Because it is nearly Christmas, today we have a fairy story.
Once upon a time, not so long ago, Jacques was a French farmer who lived with his mother. Their farm was not providing them with a decent living, and poor Jacques struggled every day to provide for the family.
Jacques was not stupid. He has heard the old English fairy story of Jack and the beanstalk. He was not going to sell his last cow for magic beans, as he is not sure he believes in those. Nor does he like the sound of the giant very much, even though the giant’s hatred was specifically reserved for Englishmen, which Jacques can understand. There is no guarantee, thought Jacques, that he would like Frenchmen much more, or that the giant’s wife would be successful in hiding him.
One day Jacques could not get his sums to add up at all. He went to his mother and said he had been offered the chance to share their money and currency with the Germans over the border. He thought this could be a good idea. He pointed out that the Germans had plenty of gold. They seemed much richer than Jacques and the other French locals. If we joined the Germans, Jacques, said, we surely would be able to share some of their wealth and success. It was even rumoured that just like the old giant in the story, the Germans had a goose that laid golden eggs. Maybe they would share it with him.
His mother was sceptical. She didn’t like the Germans very much, because she heard bad things about them in the past. Jacques soon put her right. Modern Germans, he said, are very different. They are nice people now. They do want to help. They have said we can share our currency. They are not like old Blunderbore the giant.

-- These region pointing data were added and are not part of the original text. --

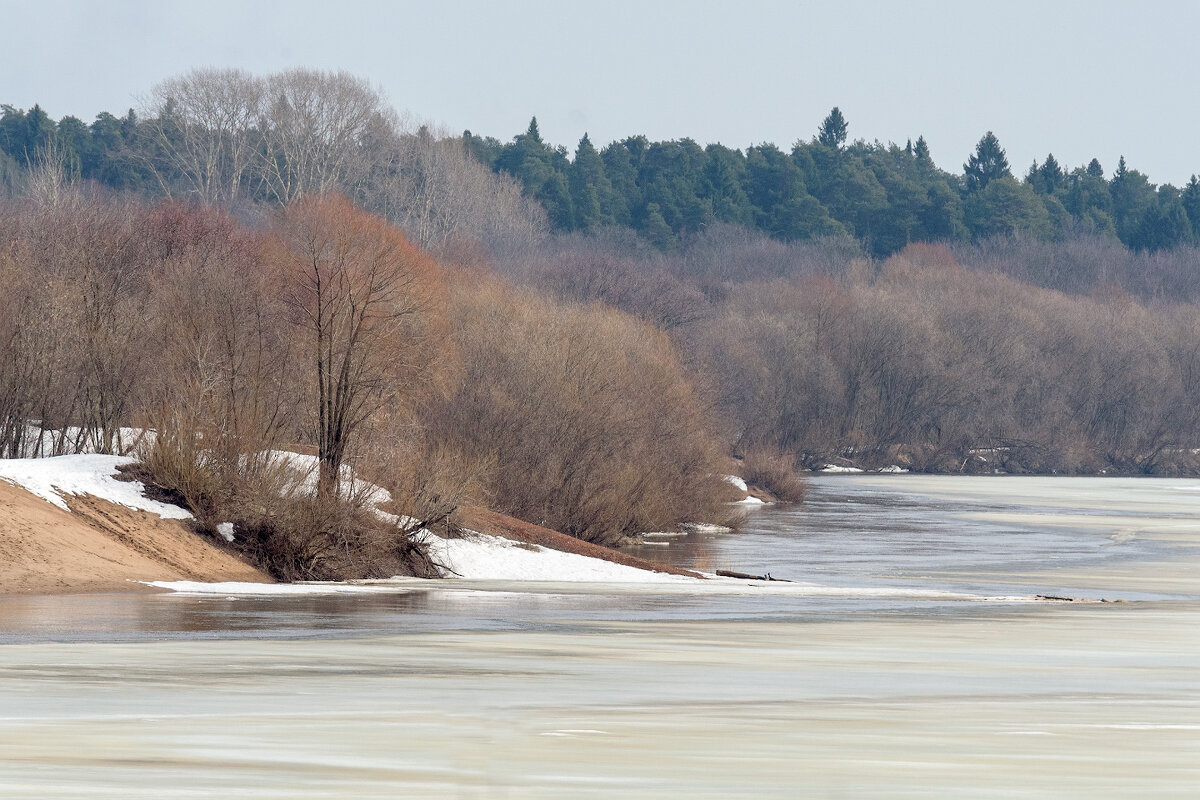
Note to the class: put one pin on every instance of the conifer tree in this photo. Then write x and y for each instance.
(985, 164)
(833, 130)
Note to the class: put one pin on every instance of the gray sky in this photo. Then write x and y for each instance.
(1079, 79)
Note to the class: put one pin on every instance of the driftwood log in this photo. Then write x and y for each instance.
(743, 576)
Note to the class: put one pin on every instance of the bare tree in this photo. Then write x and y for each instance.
(364, 301)
(438, 192)
(201, 133)
(317, 127)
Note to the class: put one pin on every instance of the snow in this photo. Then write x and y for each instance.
(54, 479)
(243, 589)
(676, 585)
(706, 528)
(490, 558)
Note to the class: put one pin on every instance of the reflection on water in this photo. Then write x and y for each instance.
(495, 691)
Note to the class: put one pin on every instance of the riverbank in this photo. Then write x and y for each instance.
(72, 524)
(96, 545)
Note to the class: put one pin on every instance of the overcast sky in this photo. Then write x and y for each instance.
(1079, 79)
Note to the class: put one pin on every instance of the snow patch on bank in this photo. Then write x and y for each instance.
(60, 476)
(489, 558)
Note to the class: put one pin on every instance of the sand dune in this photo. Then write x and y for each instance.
(100, 546)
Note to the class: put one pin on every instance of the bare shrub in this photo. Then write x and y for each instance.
(585, 414)
(774, 471)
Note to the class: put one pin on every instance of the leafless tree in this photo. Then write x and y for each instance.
(317, 130)
(363, 300)
(202, 136)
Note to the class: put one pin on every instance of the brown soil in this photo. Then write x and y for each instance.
(100, 546)
(498, 524)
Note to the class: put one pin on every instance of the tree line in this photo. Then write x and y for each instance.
(201, 276)
(931, 359)
(228, 137)
(886, 196)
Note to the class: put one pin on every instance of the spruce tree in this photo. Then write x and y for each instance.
(985, 164)
(833, 130)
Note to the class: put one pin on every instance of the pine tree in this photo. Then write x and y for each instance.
(833, 130)
(985, 164)
(587, 182)
(1051, 175)
(921, 151)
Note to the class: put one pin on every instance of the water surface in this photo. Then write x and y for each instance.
(881, 687)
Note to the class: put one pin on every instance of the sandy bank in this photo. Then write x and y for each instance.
(100, 546)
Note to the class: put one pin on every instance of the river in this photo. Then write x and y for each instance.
(911, 660)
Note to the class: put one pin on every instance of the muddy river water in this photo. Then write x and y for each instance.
(911, 661)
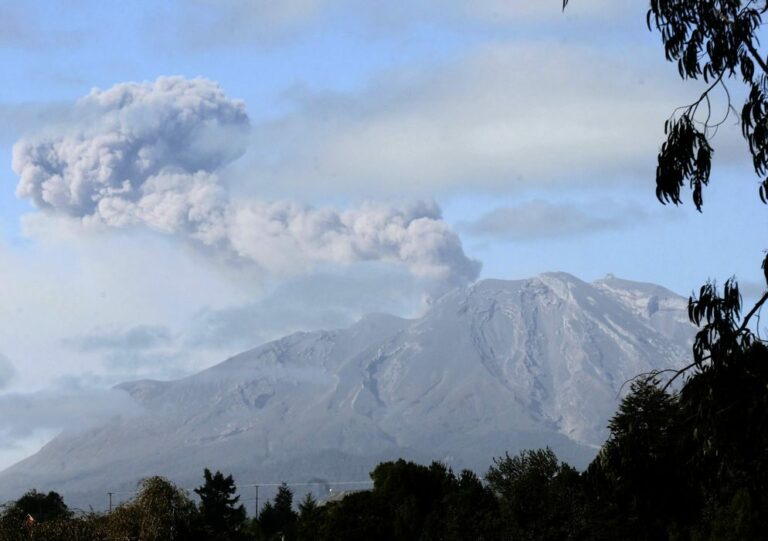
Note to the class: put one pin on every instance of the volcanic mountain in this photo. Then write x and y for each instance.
(497, 366)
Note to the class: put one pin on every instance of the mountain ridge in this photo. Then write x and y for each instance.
(496, 366)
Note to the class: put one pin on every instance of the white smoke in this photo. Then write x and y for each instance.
(149, 155)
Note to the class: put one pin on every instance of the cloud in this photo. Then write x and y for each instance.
(128, 134)
(539, 219)
(151, 154)
(20, 30)
(140, 337)
(504, 117)
(206, 23)
(67, 407)
(321, 300)
(7, 371)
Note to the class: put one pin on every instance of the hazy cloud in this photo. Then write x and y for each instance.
(126, 135)
(7, 371)
(227, 22)
(19, 29)
(140, 337)
(206, 22)
(150, 154)
(317, 301)
(540, 219)
(504, 117)
(64, 408)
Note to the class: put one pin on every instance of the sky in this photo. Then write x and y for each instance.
(181, 180)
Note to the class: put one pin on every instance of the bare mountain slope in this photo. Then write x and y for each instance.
(497, 366)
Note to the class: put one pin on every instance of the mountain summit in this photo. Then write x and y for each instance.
(497, 366)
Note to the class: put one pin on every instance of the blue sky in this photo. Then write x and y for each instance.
(530, 135)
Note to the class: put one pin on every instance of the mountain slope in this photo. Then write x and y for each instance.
(497, 366)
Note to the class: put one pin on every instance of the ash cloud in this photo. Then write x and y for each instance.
(150, 155)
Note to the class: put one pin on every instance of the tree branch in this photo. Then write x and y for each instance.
(751, 313)
(756, 56)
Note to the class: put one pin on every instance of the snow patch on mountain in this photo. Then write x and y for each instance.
(497, 366)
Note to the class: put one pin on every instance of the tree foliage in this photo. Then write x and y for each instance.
(222, 518)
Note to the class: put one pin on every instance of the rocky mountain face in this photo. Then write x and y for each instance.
(494, 367)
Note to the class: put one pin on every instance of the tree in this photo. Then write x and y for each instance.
(220, 513)
(160, 511)
(278, 519)
(310, 518)
(638, 483)
(40, 507)
(724, 399)
(538, 495)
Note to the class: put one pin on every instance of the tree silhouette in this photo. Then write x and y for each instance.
(221, 515)
(277, 519)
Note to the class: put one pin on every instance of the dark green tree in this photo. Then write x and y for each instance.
(639, 482)
(41, 507)
(310, 517)
(539, 496)
(222, 518)
(277, 519)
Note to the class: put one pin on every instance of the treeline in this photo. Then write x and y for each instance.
(689, 465)
(685, 465)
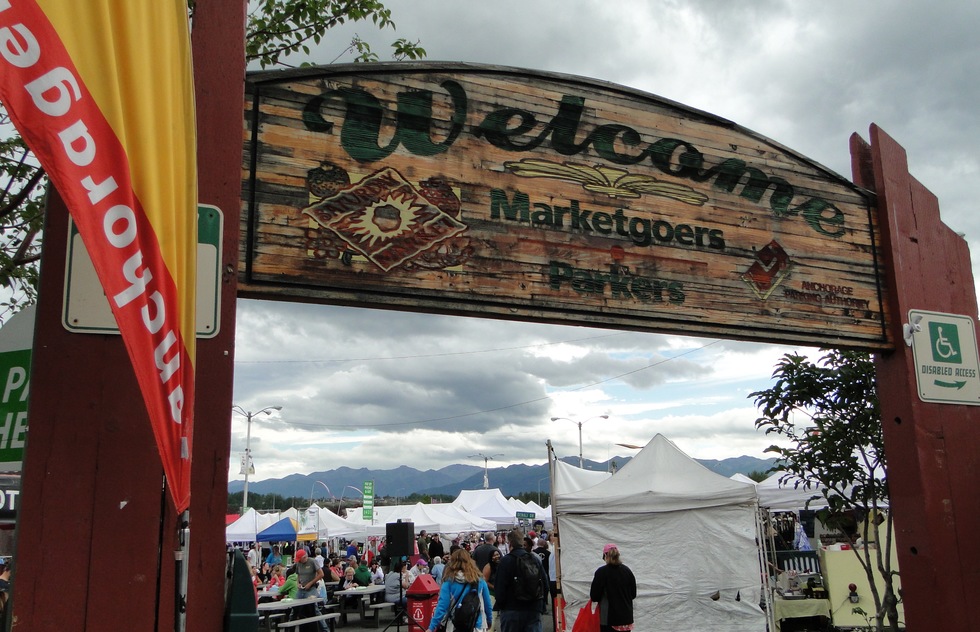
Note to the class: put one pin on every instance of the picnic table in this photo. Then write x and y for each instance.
(366, 596)
(286, 609)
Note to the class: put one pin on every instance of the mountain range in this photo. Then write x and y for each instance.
(450, 480)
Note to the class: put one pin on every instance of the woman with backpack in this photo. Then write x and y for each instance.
(464, 597)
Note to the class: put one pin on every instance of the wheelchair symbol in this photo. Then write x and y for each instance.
(944, 338)
(944, 349)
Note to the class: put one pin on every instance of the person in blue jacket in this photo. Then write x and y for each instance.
(459, 576)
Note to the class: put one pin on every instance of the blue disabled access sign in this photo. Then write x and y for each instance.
(947, 368)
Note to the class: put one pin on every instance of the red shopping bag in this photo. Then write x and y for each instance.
(587, 620)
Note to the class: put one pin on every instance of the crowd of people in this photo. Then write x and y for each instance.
(489, 565)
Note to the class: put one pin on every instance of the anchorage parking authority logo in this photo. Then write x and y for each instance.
(771, 266)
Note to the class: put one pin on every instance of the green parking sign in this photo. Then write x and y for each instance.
(944, 346)
(16, 338)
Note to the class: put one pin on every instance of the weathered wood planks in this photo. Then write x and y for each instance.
(513, 194)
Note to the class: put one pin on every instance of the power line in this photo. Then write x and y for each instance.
(422, 422)
(428, 355)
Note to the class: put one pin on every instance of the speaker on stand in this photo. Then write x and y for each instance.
(400, 545)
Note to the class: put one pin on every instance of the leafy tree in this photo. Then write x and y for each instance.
(828, 410)
(275, 29)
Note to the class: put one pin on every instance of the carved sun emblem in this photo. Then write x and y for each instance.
(385, 220)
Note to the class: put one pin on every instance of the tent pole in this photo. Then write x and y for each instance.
(558, 620)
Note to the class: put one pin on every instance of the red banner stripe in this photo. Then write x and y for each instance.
(60, 121)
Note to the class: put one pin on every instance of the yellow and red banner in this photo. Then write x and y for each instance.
(102, 92)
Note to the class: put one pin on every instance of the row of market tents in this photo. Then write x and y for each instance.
(473, 510)
(691, 536)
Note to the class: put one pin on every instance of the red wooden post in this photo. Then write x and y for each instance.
(92, 503)
(219, 76)
(932, 450)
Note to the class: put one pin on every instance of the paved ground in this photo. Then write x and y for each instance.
(354, 625)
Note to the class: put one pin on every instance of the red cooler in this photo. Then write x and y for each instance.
(423, 595)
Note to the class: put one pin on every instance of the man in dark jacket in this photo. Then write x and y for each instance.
(435, 547)
(482, 553)
(517, 614)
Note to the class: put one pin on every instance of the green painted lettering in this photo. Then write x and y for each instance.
(518, 211)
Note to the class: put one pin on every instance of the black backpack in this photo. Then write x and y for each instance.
(467, 610)
(529, 581)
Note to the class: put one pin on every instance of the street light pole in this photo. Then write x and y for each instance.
(341, 505)
(486, 473)
(312, 487)
(248, 440)
(581, 460)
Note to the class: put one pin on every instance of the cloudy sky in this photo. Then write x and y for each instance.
(380, 389)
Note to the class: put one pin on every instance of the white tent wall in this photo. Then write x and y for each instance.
(680, 559)
(248, 525)
(685, 532)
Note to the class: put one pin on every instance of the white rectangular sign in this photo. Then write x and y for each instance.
(947, 369)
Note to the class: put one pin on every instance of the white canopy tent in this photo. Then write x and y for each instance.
(688, 534)
(439, 518)
(489, 504)
(250, 523)
(318, 523)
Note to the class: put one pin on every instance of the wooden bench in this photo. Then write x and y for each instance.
(377, 608)
(298, 622)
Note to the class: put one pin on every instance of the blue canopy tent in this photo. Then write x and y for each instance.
(282, 531)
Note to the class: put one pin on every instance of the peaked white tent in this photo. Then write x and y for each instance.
(249, 524)
(439, 518)
(688, 535)
(317, 523)
(489, 504)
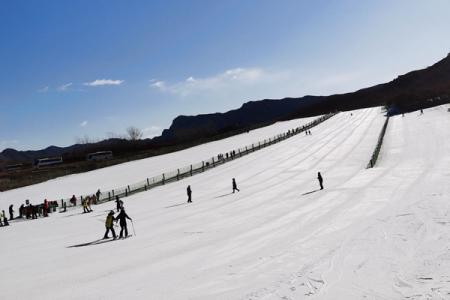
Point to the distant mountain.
(414, 90)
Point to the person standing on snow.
(45, 208)
(11, 212)
(319, 177)
(122, 217)
(189, 192)
(235, 186)
(109, 225)
(118, 203)
(98, 194)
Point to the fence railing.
(200, 167)
(376, 152)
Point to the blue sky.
(71, 69)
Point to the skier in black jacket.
(11, 212)
(189, 192)
(319, 177)
(235, 186)
(122, 217)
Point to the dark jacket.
(122, 216)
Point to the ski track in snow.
(380, 233)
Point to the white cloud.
(43, 90)
(64, 87)
(8, 143)
(229, 79)
(101, 82)
(158, 84)
(152, 131)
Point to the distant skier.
(98, 194)
(5, 219)
(21, 210)
(45, 208)
(122, 217)
(235, 186)
(319, 177)
(109, 225)
(11, 212)
(73, 200)
(189, 192)
(85, 205)
(119, 203)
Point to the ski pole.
(132, 225)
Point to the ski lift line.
(193, 169)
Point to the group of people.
(28, 211)
(122, 218)
(235, 188)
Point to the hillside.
(414, 90)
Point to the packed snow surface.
(381, 233)
(137, 171)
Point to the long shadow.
(77, 214)
(224, 195)
(175, 205)
(310, 192)
(96, 242)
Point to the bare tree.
(134, 133)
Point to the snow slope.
(136, 171)
(380, 233)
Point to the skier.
(5, 219)
(21, 210)
(85, 208)
(98, 194)
(45, 208)
(73, 200)
(122, 217)
(11, 212)
(109, 225)
(235, 186)
(119, 203)
(189, 192)
(319, 177)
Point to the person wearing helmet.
(122, 217)
(109, 225)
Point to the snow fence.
(200, 167)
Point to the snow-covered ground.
(380, 233)
(136, 171)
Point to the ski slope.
(381, 233)
(136, 171)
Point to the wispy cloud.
(8, 143)
(102, 82)
(231, 78)
(64, 87)
(43, 90)
(152, 131)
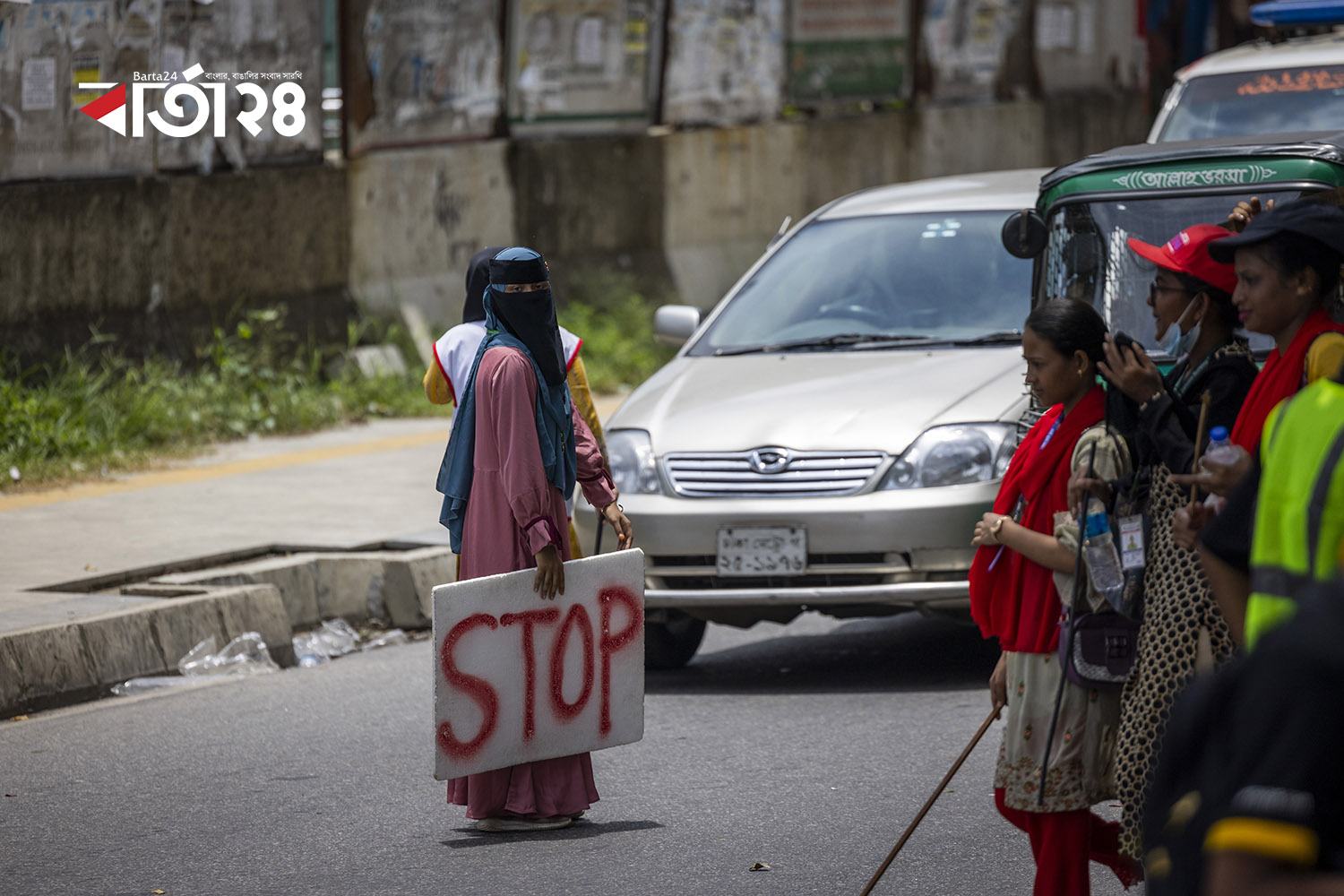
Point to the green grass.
(616, 324)
(94, 410)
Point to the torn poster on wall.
(46, 46)
(580, 65)
(854, 50)
(107, 43)
(725, 62)
(433, 70)
(964, 42)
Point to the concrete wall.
(685, 211)
(151, 258)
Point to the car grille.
(798, 474)
(824, 570)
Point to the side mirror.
(674, 324)
(1024, 234)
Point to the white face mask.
(1176, 343)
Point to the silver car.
(828, 435)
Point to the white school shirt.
(454, 352)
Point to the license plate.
(762, 551)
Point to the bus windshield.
(1088, 257)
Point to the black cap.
(1306, 218)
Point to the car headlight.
(633, 466)
(954, 455)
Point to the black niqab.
(529, 316)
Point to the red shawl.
(1279, 379)
(1016, 600)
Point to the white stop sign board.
(519, 678)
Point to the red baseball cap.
(1187, 253)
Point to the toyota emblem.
(771, 461)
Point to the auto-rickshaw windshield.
(1088, 255)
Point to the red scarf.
(1013, 598)
(1279, 379)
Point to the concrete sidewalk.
(113, 579)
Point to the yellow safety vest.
(1300, 511)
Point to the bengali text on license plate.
(763, 551)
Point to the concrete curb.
(61, 664)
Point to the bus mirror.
(1024, 234)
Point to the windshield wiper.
(997, 338)
(825, 341)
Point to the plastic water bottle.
(1104, 568)
(1220, 449)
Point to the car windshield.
(1258, 102)
(1088, 257)
(852, 282)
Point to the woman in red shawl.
(1288, 271)
(1024, 562)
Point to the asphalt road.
(806, 747)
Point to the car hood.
(859, 400)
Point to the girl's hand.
(986, 530)
(1131, 370)
(550, 573)
(999, 683)
(1218, 478)
(613, 514)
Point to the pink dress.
(513, 513)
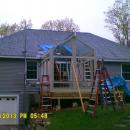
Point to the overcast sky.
(88, 14)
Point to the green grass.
(77, 120)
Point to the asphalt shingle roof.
(14, 44)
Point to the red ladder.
(93, 98)
(115, 97)
(45, 95)
(100, 85)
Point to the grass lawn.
(77, 120)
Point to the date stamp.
(6, 115)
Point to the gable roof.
(14, 45)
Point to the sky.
(87, 14)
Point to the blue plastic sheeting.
(118, 82)
(46, 46)
(68, 48)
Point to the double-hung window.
(31, 69)
(126, 71)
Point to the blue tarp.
(46, 46)
(68, 48)
(118, 81)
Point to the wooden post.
(74, 68)
(51, 68)
(78, 87)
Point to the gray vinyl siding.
(11, 74)
(113, 68)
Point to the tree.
(24, 24)
(118, 21)
(7, 29)
(61, 25)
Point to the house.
(22, 62)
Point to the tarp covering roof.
(46, 46)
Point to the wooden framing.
(68, 87)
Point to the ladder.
(114, 97)
(105, 94)
(93, 97)
(45, 95)
(100, 86)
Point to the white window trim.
(16, 96)
(68, 73)
(37, 69)
(122, 71)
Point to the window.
(126, 71)
(87, 73)
(62, 71)
(31, 70)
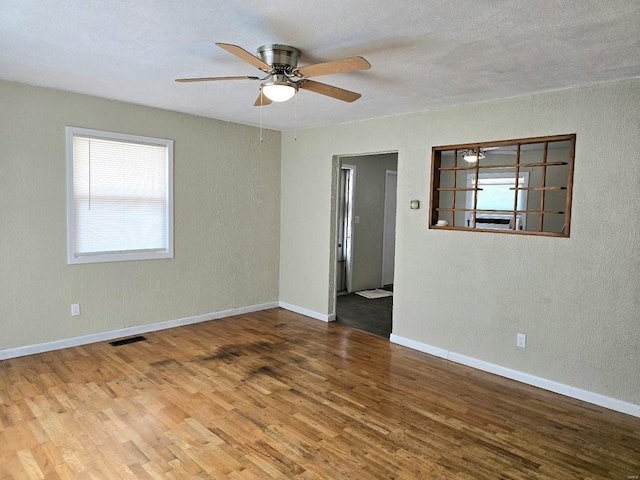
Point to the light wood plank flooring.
(275, 395)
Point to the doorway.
(365, 241)
(344, 249)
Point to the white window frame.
(116, 256)
(521, 218)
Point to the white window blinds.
(120, 200)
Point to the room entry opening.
(345, 229)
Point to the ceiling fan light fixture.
(280, 89)
(472, 157)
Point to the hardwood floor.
(275, 395)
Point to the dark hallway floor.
(368, 315)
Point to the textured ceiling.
(424, 54)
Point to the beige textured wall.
(369, 207)
(227, 206)
(577, 299)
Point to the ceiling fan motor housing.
(283, 58)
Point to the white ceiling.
(424, 54)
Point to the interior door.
(345, 212)
(389, 229)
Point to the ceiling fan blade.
(214, 79)
(242, 54)
(350, 64)
(262, 100)
(329, 90)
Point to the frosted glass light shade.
(277, 92)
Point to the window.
(495, 195)
(119, 197)
(518, 186)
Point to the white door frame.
(390, 202)
(348, 249)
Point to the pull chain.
(261, 139)
(295, 118)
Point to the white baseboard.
(562, 389)
(129, 331)
(309, 313)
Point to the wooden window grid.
(444, 207)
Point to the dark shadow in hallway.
(364, 314)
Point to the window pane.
(121, 197)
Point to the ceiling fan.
(284, 77)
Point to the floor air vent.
(127, 341)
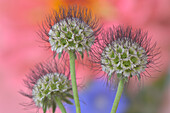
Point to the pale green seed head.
(70, 34)
(124, 57)
(48, 87)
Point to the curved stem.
(60, 105)
(118, 95)
(73, 80)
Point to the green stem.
(73, 80)
(118, 95)
(60, 105)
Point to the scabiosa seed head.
(126, 52)
(70, 29)
(124, 57)
(48, 87)
(71, 34)
(46, 84)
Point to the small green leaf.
(87, 53)
(67, 101)
(110, 76)
(126, 79)
(55, 54)
(44, 107)
(119, 75)
(70, 96)
(139, 77)
(54, 107)
(82, 55)
(59, 55)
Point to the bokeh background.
(20, 50)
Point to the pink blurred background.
(19, 48)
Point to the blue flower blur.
(98, 98)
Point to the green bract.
(50, 87)
(125, 57)
(70, 34)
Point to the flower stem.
(59, 103)
(118, 95)
(73, 80)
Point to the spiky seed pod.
(46, 83)
(126, 52)
(70, 28)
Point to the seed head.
(126, 52)
(46, 84)
(48, 87)
(70, 28)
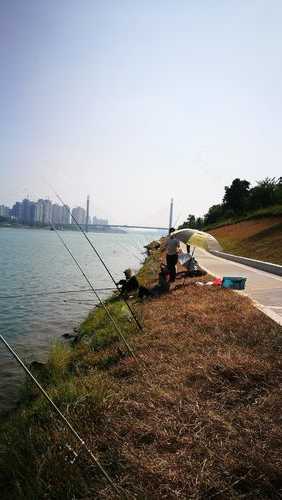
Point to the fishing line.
(64, 419)
(41, 294)
(98, 255)
(129, 348)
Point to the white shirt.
(172, 246)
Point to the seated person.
(130, 284)
(162, 286)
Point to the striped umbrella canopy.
(195, 238)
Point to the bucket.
(236, 283)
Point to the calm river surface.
(34, 261)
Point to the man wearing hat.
(130, 284)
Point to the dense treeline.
(240, 199)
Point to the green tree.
(237, 195)
(215, 213)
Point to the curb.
(264, 309)
(257, 264)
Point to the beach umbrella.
(196, 238)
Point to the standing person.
(172, 249)
(130, 284)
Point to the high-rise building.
(17, 211)
(47, 211)
(39, 212)
(66, 214)
(100, 222)
(28, 212)
(79, 214)
(60, 214)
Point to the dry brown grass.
(207, 421)
(258, 238)
(202, 421)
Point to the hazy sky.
(138, 101)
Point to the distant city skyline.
(44, 211)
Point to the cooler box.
(236, 283)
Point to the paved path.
(264, 288)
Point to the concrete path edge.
(258, 264)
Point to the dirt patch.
(245, 229)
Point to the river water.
(34, 261)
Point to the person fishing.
(161, 287)
(129, 284)
(172, 250)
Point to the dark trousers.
(171, 261)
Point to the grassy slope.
(203, 419)
(259, 238)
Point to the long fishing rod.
(64, 419)
(98, 255)
(39, 294)
(119, 332)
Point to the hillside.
(198, 417)
(256, 238)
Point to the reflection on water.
(33, 261)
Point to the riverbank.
(202, 420)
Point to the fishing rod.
(111, 318)
(114, 487)
(40, 294)
(98, 255)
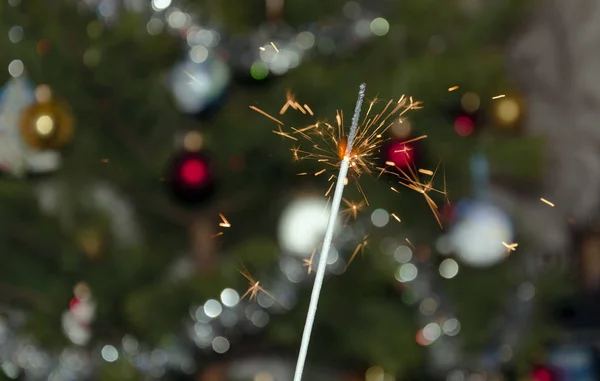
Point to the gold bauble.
(47, 125)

His mother was won over. She consoled herself by thinking, at least my son doesn’t want to give our last cow away for a silly magic bean like Jack in that old tale. Maybe there is something in what he says. She didn’t have a better answer to how they could make a living, and the thought of all that German gold was very enticing. She didn’t really believe they had a golden goose, but she had read of big German gold hoards. There was no telling how they had got those.
So Jacques and all the other locals agreed to share their currency with the Germans. The Germans wanted to do it, as they could then sell many more of all those wonderful things they made so well to all the other people in their currency zone. it meant they could sell more and save all the profits.
The others lived well for a few years, mainly by borrowing money to spend whenever they wanted to. Being associated with the Germans meant they could suddenly get cheap credit. They all wanted to buy lovely new German motor cars, which they did by borrowing. Then one day when Jaques went to the bank to borrow some more so his family could have a holiday, the bank manager said No. He said the Germans were not sending him the money he needed to make all the loans, which had proved ever so popular.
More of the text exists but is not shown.